Соня поудобнее протягивает руку и подмигивает Варфоломееву.

— Эх, сбросить бы годков пятьдесят, — мечтательно размышляет крепыш, не отпуская драгоценную ручку. — Что молчите, уважаемый? Поделитесь результатами эксперимента. Не жадничайте.

— Какими результатами? — Генеральный конструктор начинает закипать.

— Ну право, скромен, скромен ваш братец, — обращается человек к Соне. — Ведь он не просто герой, не просто гордость отечества, он теперь мировое существо, гражданин вселенной. Конечно, мы понимаем, что для вас звезда героя — все одно что спасибо. За такой-то подвиг не то что звезды, созвездия мало.
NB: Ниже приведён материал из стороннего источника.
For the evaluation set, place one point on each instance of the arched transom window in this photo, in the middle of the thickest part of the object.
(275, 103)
Простите великодушно за нашу российскую бедность, дать многого не можем, но уж отнять-то… — еще раз целует руку. — Впрочем, нам чужого не надо. — Достает из-за пазухи ученическую тетрадь и протягивает Соне. — Возьмите, великолепная, это ваше. — Но едва Соня пытается взять дорогой предмет, тут же прячет обратно и облегченно вздыхает — Так и есть, она, она. Видел, как глазки загорелись, как сердечко забухало. Ай-я-яй, как же это у вас все сложно.
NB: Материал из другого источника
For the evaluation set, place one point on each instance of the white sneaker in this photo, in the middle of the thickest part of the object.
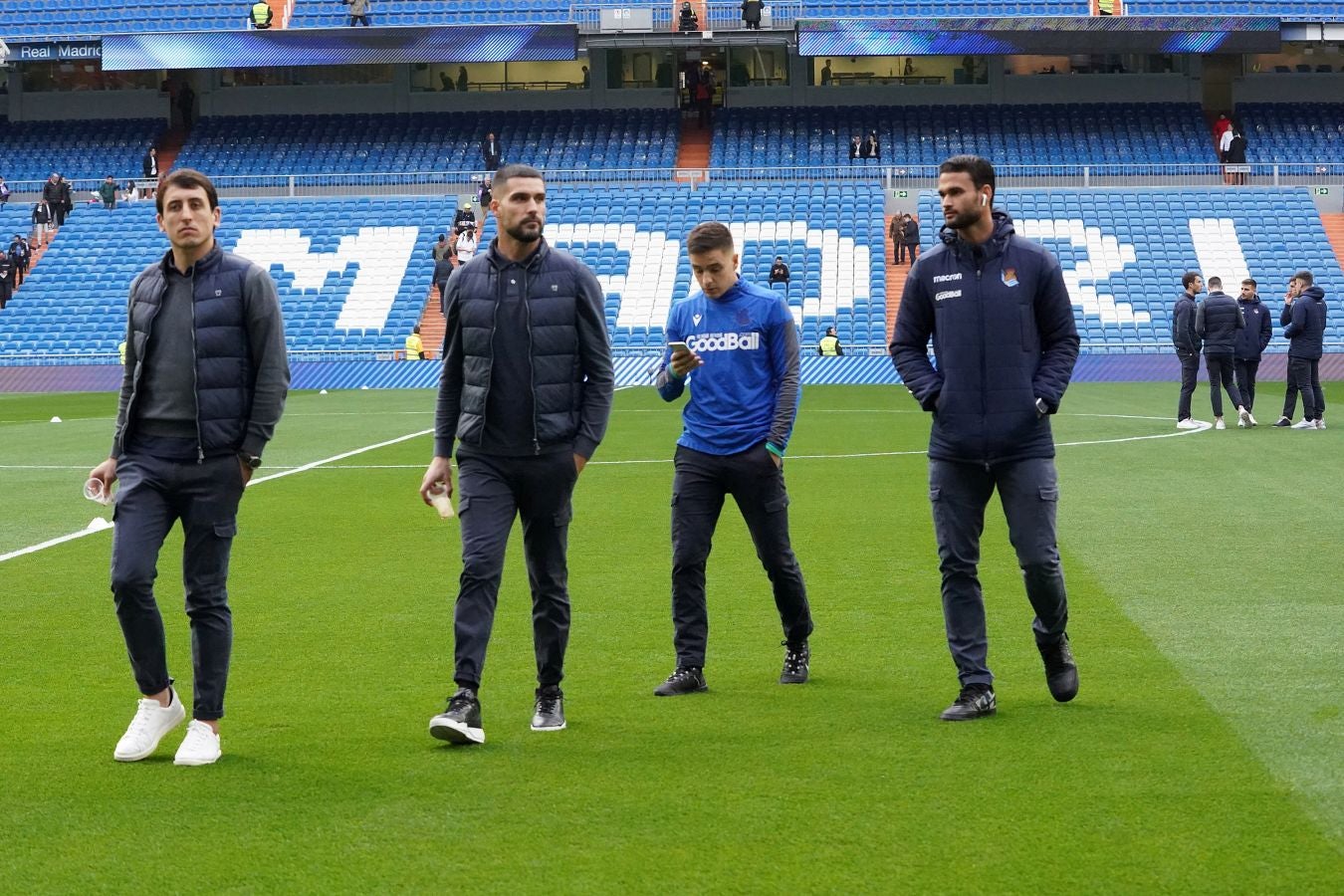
(149, 726)
(200, 746)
— Отдайте, — резко бросает Сергей Петрович.

Но государственное лицо не пугается строгого голоса. Поглубже запихивает тетрадь.

— Отдам. Придет время — отдам, и не только коншпект, кое-что поинтереснее отдам.

— Государственную машину, — подсказывает Варфоломеев.

— Эх, Чирвякин, разболтал, все разболтал, — крепыш с сожалением покачивает головой. — Дрянной оказался человечек, либерал, даром реабилитирован. Ну, да бог с ним. Именно машину, именно последний наш оплот государственной мощи. Знаете ли, приходит время раздавать камни. А, — вертит ржавым ключом, — черт с ней, не жалко. — Поворачивается к Соне.

Та снова весела и игрива.

— Сережа, поделись с товарищем по-братски.

— Чем же?

— Бессмертием, — торжественно шепчет государственное лицо. — Верю, верю в научное оживление. Потому и денег не жалел, все, все отдал под ваш секретный арктур. Теперь уж все отдам — все, слышите? Самоустранюсь, уйду на вечный покой. Да и много ли нам, старикам, надо? — смотрит на Соню. — А грудь, какие прелестные формы! — Привстает и целует в глубоко декольтированное место.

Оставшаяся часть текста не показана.